We have one team of software developers who work on one product and this product is our main project in Jira.
We have Epics which are our big features - these epics have lots of user stories, tasks and when work begins on these epics, bugs are added throughout the sprints for the dev team to fix. Once all of the issues are resolved and the feature is released, the epic is marked as complete. Great. That's fine.
But the problem is the backlog. There are a lot of small user stories which aren't big enough chunks of work to form part of an epic, as well as this, there are a number of bugs which have been found and added to the backlog.
As you can imagine, the backlog is now extremely cluttered with tasks and bugs that don't and won't find their way into a sprint and won't do for a long time.
I'm looking for some advice on how best to manage these tasks and keep the backlog looking clear and easy to manage, one idea that was suggested was to create two new projects. One for the user stories and one for the bugs.

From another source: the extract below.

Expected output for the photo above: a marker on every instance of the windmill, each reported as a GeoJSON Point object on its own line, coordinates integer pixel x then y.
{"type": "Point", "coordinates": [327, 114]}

Does anyone have any suggestions on how best to manage this? The Jira best practices articles don't seem to cover this....
Hi Luke, welcome to the Community.
First, IMO, you should be allotting some amount of effort for each sprint to work these other issues least they never get done. And, if that is the case then maybe they aren’t important and should be closed as wont do.
That editorial aside, I would suggest the following options.
Definitely do not create another project.
I think you are mis-understanding some of the basic use cases of Epics and task management in Jira.
An Epic must have user stories, but a user story doesn't have to belong to an epic.
You could have an Epic with 5 user stories. Or you could have a single user story without an Epic.
If you find a bug on a user story, don't add it to the epic, add it as a sub-task on the user story it was found on. This way it can be tracked.